Benchmark the actual OpenClaw prompt stack, not a generic chat prompt.
Benchmarks
DeepSeek V4 Flash benchmark checklist
Benchmarks should prove the Flash-first route under realistic OpenClaw and production workloads. Use closed models as comparison references, not as the center of the page.
Evaluation matrix
Compare by workload
The matrix makes the site more crawlable and gives readers a concrete testing plan.
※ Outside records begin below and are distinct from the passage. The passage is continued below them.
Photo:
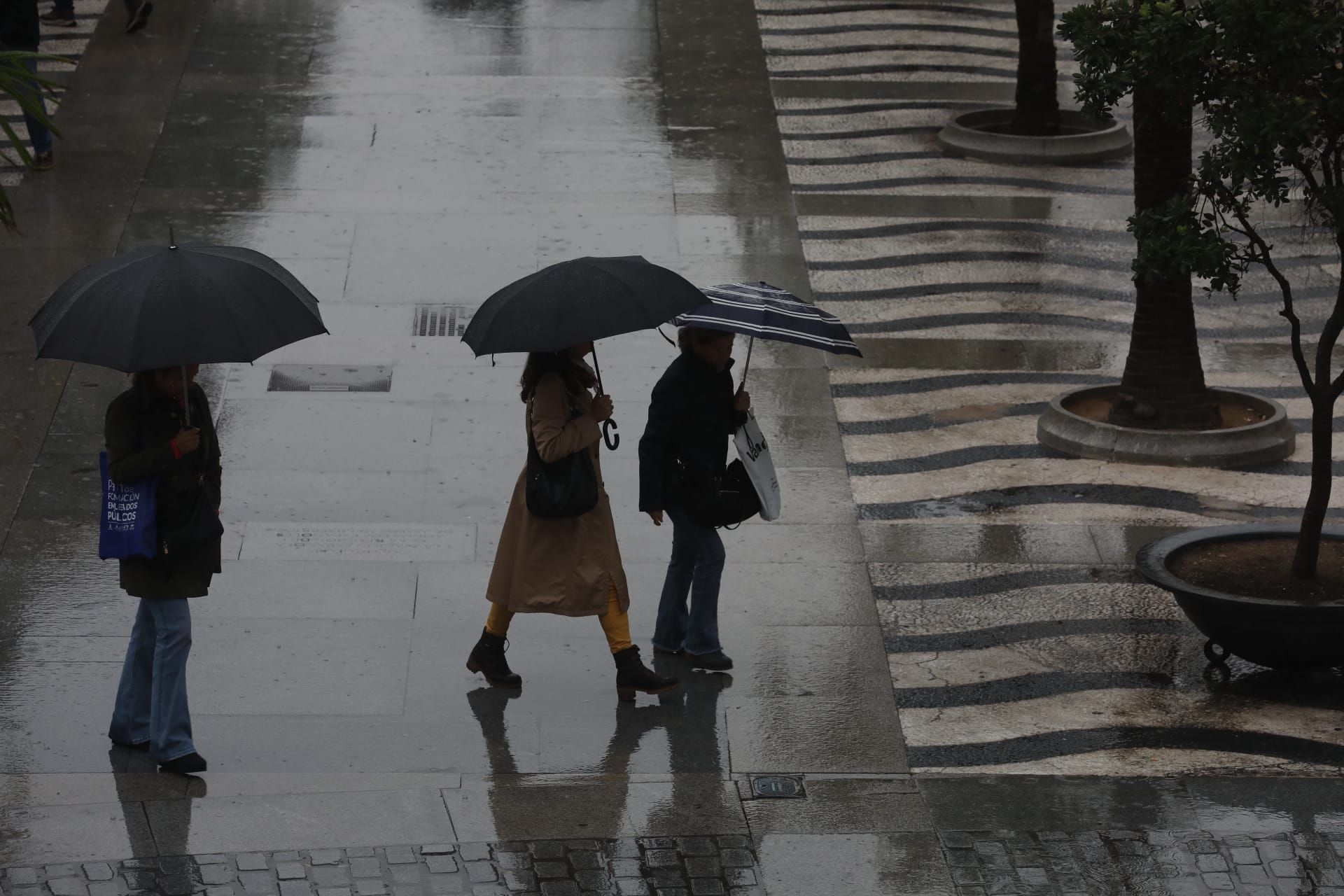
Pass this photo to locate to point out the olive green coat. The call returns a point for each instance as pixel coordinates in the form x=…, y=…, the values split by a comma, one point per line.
x=559, y=566
x=139, y=430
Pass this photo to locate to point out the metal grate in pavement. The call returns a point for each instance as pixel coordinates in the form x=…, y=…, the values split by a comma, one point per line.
x=440, y=320
x=330, y=378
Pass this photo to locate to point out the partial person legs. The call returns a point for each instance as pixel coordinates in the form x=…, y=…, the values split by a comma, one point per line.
x=137, y=14
x=488, y=654
x=695, y=571
x=62, y=14
x=41, y=137
x=151, y=708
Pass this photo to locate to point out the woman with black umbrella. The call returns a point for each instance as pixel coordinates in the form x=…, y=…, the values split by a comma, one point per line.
x=162, y=428
x=569, y=564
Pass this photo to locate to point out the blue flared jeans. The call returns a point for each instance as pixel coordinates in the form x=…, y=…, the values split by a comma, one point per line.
x=152, y=696
x=694, y=571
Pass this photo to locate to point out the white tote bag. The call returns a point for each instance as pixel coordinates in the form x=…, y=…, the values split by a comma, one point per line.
x=756, y=458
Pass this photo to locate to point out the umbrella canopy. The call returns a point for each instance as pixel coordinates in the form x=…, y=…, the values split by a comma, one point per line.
x=760, y=309
x=580, y=301
x=167, y=307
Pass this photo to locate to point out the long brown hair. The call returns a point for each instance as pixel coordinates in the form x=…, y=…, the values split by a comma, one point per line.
x=542, y=363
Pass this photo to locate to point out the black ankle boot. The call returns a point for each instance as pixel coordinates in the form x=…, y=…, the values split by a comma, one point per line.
x=632, y=675
x=488, y=659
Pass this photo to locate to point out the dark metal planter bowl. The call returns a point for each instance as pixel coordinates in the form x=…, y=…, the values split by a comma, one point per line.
x=1281, y=634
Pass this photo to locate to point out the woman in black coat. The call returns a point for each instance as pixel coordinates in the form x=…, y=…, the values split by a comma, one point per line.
x=686, y=447
x=147, y=435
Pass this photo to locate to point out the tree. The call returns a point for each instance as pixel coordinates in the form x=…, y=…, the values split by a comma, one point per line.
x=18, y=83
x=1142, y=49
x=1037, y=99
x=1272, y=90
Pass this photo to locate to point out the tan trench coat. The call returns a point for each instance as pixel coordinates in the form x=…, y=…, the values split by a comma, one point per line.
x=559, y=566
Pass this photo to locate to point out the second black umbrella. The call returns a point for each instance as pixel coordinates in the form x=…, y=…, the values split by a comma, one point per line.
x=580, y=301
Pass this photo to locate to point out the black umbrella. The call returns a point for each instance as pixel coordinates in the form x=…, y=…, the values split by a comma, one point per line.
x=169, y=307
x=580, y=301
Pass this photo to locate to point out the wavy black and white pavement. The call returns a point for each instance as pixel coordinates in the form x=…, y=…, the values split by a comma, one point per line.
x=58, y=42
x=980, y=292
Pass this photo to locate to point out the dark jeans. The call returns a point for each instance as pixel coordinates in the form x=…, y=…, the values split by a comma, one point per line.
x=39, y=136
x=695, y=570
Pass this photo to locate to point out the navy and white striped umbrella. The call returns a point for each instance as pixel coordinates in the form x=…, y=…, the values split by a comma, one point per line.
x=760, y=309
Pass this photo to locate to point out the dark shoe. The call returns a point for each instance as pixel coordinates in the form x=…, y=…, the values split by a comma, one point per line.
x=717, y=662
x=488, y=659
x=59, y=19
x=140, y=18
x=187, y=764
x=632, y=675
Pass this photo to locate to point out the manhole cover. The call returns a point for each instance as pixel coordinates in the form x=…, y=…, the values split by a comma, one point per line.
x=440, y=320
x=777, y=788
x=330, y=378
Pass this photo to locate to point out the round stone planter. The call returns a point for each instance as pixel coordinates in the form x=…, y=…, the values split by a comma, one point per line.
x=984, y=134
x=1270, y=440
x=1281, y=634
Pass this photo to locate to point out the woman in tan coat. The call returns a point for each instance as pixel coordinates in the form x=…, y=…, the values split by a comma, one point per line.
x=570, y=566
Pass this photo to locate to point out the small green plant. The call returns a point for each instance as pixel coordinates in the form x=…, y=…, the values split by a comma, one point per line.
x=20, y=85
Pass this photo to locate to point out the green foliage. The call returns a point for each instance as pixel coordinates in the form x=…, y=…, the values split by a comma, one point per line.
x=1269, y=83
x=1120, y=43
x=18, y=83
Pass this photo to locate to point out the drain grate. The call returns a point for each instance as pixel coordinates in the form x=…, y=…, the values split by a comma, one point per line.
x=330, y=378
x=440, y=320
x=777, y=788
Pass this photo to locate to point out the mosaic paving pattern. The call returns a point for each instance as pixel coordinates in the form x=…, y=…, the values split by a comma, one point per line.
x=1154, y=862
x=1069, y=669
x=652, y=865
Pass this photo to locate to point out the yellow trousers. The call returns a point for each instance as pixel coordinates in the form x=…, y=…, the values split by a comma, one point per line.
x=616, y=625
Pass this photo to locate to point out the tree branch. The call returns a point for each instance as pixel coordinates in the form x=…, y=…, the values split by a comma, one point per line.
x=1284, y=285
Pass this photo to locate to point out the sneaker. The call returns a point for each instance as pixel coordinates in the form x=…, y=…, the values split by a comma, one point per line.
x=140, y=18
x=187, y=764
x=59, y=19
x=717, y=662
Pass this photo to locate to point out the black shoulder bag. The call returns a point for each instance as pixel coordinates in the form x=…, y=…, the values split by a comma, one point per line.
x=721, y=501
x=564, y=489
x=201, y=527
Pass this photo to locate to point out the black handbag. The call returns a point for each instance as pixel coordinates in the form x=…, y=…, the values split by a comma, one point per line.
x=564, y=489
x=721, y=501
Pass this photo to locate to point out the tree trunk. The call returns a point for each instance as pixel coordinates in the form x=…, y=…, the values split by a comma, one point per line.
x=1038, y=102
x=1319, y=500
x=1163, y=387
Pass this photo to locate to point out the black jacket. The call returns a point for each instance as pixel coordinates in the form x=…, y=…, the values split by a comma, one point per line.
x=139, y=429
x=691, y=418
x=19, y=29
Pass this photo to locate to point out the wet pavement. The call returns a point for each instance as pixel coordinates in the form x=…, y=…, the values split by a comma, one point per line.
x=934, y=599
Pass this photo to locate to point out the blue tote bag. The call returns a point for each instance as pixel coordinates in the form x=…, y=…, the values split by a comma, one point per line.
x=128, y=517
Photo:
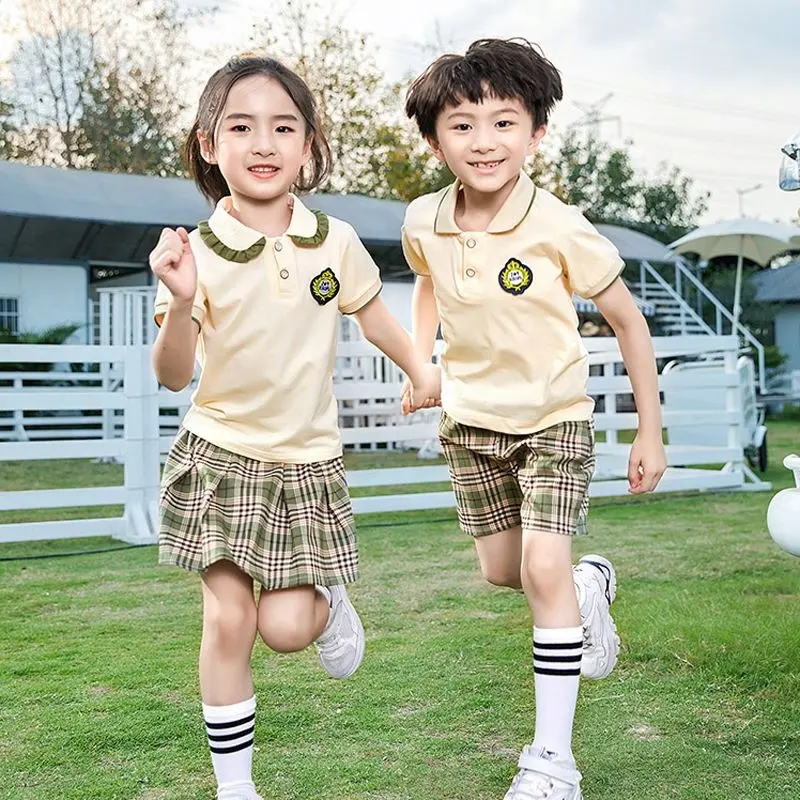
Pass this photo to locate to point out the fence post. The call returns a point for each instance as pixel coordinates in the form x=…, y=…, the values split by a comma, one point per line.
x=19, y=416
x=142, y=458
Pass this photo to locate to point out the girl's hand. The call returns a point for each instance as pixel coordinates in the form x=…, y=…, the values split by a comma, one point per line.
x=173, y=264
x=646, y=463
x=425, y=393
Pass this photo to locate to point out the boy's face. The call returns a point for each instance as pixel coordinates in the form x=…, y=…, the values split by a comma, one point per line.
x=485, y=144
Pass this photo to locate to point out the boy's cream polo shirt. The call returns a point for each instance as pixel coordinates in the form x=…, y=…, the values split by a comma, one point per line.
x=268, y=332
x=513, y=359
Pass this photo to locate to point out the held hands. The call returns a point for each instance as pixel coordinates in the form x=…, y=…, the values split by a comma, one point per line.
x=174, y=265
x=426, y=392
x=646, y=463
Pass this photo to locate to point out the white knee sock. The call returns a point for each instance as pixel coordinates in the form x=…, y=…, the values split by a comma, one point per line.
x=230, y=737
x=557, y=672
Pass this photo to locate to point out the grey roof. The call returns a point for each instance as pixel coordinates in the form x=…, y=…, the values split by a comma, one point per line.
x=636, y=246
x=781, y=285
x=52, y=214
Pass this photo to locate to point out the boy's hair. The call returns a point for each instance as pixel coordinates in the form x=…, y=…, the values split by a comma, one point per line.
x=207, y=176
x=502, y=68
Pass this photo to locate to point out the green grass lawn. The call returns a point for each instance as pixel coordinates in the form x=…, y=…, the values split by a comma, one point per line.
x=98, y=685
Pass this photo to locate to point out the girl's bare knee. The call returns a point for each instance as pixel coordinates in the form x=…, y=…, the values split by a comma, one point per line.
x=230, y=627
x=501, y=574
x=543, y=572
x=287, y=634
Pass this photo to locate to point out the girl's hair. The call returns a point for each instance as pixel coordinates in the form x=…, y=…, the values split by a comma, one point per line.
x=207, y=176
x=502, y=68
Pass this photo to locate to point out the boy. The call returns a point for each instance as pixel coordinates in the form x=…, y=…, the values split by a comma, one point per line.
x=497, y=261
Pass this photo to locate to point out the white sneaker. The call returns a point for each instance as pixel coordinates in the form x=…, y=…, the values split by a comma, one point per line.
x=239, y=792
x=544, y=776
x=341, y=645
x=596, y=585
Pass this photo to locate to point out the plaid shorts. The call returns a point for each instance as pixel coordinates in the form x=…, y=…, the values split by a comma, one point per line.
x=283, y=524
x=538, y=480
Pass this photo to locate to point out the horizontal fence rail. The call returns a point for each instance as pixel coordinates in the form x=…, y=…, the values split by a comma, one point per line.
x=102, y=402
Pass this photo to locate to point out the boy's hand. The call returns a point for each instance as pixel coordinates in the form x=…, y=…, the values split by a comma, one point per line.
x=174, y=265
x=646, y=463
x=425, y=393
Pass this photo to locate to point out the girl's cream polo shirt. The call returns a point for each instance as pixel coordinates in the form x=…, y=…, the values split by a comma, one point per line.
x=513, y=359
x=268, y=314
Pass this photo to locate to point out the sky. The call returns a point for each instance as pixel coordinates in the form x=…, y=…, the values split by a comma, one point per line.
x=710, y=86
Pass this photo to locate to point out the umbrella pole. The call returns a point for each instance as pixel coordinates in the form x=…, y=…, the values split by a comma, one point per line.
x=737, y=292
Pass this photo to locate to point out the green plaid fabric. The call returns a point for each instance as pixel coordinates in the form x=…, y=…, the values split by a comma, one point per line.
x=283, y=524
x=539, y=481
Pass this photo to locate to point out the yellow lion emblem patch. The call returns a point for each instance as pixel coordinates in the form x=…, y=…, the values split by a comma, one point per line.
x=515, y=277
x=324, y=287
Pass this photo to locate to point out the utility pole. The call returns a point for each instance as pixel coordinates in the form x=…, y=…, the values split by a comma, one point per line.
x=592, y=116
x=743, y=192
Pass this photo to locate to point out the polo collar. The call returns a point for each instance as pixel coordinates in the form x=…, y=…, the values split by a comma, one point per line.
x=235, y=241
x=513, y=211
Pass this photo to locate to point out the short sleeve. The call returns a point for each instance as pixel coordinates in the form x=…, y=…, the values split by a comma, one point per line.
x=163, y=297
x=592, y=263
x=413, y=253
x=360, y=277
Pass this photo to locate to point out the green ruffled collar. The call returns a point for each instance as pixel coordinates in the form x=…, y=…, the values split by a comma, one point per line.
x=215, y=244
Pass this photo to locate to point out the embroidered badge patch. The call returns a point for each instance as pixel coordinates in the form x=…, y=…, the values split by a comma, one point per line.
x=324, y=287
x=515, y=277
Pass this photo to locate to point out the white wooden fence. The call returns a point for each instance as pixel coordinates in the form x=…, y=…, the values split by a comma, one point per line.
x=368, y=389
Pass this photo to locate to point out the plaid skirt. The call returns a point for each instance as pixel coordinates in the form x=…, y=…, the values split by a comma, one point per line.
x=283, y=525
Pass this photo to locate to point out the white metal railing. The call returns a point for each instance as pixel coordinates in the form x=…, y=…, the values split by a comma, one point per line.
x=685, y=279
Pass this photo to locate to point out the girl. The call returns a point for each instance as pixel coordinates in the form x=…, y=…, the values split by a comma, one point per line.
x=253, y=490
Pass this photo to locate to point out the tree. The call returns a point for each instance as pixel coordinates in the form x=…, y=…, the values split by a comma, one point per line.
x=127, y=124
x=603, y=182
x=669, y=206
x=12, y=144
x=100, y=83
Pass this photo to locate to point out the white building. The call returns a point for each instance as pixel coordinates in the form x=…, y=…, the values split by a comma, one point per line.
x=66, y=234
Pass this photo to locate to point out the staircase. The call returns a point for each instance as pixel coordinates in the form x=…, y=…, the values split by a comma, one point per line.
x=685, y=307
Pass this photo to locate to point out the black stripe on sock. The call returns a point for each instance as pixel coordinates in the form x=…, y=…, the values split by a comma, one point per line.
x=229, y=737
x=232, y=724
x=558, y=645
x=559, y=659
x=234, y=749
x=546, y=671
| Workload | Primary model | Compare with | Measure |
|---|---|---|---|
| OpenClaw agent planning | V4 Flash | V4 Pro, GPT | Completion rate, retries, cost per solved task |
| Retrieval answer generation | V4 Flash | Claude, GPT | Citation accuracy, unsupported claims, cache-hit ratio |
| Code explanation batches | V4 Flash | V4 Pro, Claude | Developer acceptance, follow-up turns, token cost |
| Multimodal or Google workflow | Gemini | V4 Flash for text-only steps | Modality coverage, handoff cost, latency |
| Realtime xAI ecosystem work | Grok | V4 Flash for non-realtime tasks | Freshness need, tool result quality, routing overhead |
Checklist
What to record
Cost is only one column. For OpenClaw and agent workflows, repeated prompts, retries, and escalations decide the real cost.
Track cache-hit ratio separately from raw input-token volume.
Score retry cost and failed-turn cost, not only first-response price.
Include a Pro escalation lane so Flash is tested as the default, not the only model.
Keep provider-specific strengths visible without weakening the Flash headline.